Experimental and numerical study of settling of dual cubes released side-by-side

In this study, the settling behaviour of two cubes and two spheres released side-by-side in a quiescent fluid is investigated through both experimental and numerical simulation approaches. Particle Tracking Velocimetry (PTV) and Particle Image Velocimetry (PIV) are employed to capture particle trajectories, settling velocities, and the surrounding flow fields. Concurrently, coupled Smoothed Particle Hydrodynamics–Distributed Contact Discrete Element Method (SPH-DCDEM) simulation is performed to reveal detailed three-dimensional flow structures and pressure distributions.

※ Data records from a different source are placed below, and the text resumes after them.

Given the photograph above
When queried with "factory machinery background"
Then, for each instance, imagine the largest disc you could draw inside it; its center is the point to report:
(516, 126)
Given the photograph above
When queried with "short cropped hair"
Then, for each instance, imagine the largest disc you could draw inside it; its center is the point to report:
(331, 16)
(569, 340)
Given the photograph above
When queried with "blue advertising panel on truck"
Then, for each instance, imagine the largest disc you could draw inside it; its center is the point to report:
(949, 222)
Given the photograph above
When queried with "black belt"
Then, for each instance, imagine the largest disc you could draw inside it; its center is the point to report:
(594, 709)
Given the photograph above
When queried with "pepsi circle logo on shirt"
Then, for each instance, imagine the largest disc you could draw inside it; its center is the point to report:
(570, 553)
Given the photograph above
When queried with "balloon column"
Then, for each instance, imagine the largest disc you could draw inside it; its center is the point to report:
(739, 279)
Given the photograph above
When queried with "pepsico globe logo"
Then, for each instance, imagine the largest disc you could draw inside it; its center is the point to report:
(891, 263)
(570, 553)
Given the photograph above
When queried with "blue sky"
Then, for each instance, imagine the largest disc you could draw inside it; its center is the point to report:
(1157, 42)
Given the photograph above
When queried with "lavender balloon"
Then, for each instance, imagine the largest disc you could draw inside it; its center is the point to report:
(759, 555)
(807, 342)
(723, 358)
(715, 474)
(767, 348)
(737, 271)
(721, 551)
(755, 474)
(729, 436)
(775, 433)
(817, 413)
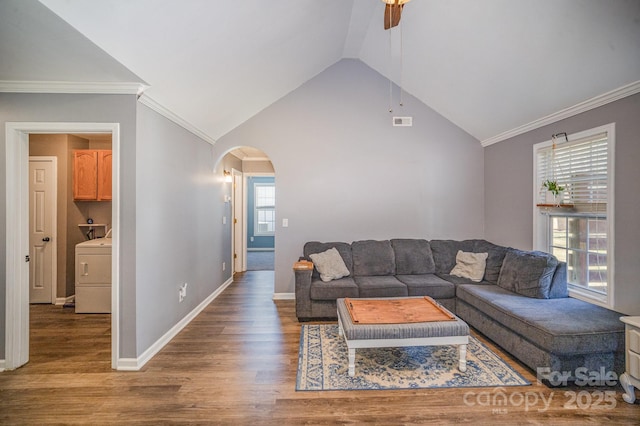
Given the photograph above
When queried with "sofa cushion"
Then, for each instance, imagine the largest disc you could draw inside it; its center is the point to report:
(428, 285)
(444, 253)
(373, 258)
(317, 247)
(560, 326)
(559, 287)
(528, 273)
(494, 260)
(470, 265)
(332, 290)
(413, 256)
(329, 264)
(380, 286)
(460, 280)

The results indicate that the initial particle spacing significantly affects the settling dynamics by altering the flow patterns between the two particles and influencing their rotational motion. In extreme cases, it even modifies the overall particle trajectories from the typical three-stage process to a four-stage process. Moreover, the cubic shape induces flatter streamlines, stronger recirculation zones and wake structures, and a distinct region of horizontal reverse flow. Regions of high vorticity and high pressure are alternately distributed along the edges and faces of the cubes. A strong coupling is found between the flow field structure and the particle’s motion, and the evolution of particle trajectories is elucidated by analysing the development of pressure distribution over the entire settling process. By decoupling the multiple effects driving free settling dynamics, the repulsion mechanisms are clarified and the force magnitudes quantified. These findings deepen our understanding of the settling behaviour of non-spherical particles and offer valuable insights for predicting particle dynamics in environmental and industrial applications.